Example: Web Requests with Async / Await
Let’s see how the same example works with Async / Await. You don’t need any different extension modules, as these keywords are a language feature. Therefore, we’re using the same module as in the last example: request-promise-native.
The example has the same functionality as before. But everything’s happening in a single function. That makes the code a lot shorter and easier to read. It’s also closer to the “gut feeling” of how code should look like. After all, asynchronous code is so common today. Why should I create countless individual functions just because something I’d like to do is asynchronous?
In the image above, you see the visualized execution flow. It starts with calling the processData() function. Note that you’re only allowed to use the await keyword in functions marked with async.
The actual web request doesn’t need the second argument for the callback anymore. Instead, the await keyword before the function call makes the execution within this function “pause” until the asynchronous call completed.
Only then, execution continues. Our example code checks the response of the first request and starts another request.
Error handling is also centralized with the familiar try / catch concept introduced at the beginning. The block surrounds both web requests that could potentially cause an error.
Callbacks, Promises or Async/Await?
All the three methods to handle asynchronous code are possible. Which way to go depends on multiple factors:
- Callbacks work everywhere.
- Promises require at least ES 2015 / 6+.

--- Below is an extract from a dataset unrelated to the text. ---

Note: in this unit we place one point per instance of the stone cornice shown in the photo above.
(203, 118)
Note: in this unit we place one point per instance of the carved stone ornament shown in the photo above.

- Async/await works in ES 2017+ and Node.js 7.6.
- All current browser versions support Async / Wait. Check at caniuse.com. Node.js supports it since 7.6+.
- If you need to work in an older environment and are unable to upgrade, you’re out of luck.
- If your library uses the old callback API, it’s simple to wrap the API to support promises and async/await. The Mozilla Developer website shows the code – it’s really simple and makes your code cleaner compared to mixing callbacks with newer methods.
In my opinion, I’d always go with the async / await syntax if possible. It results in the shortest code and it’s easiest to do everything right.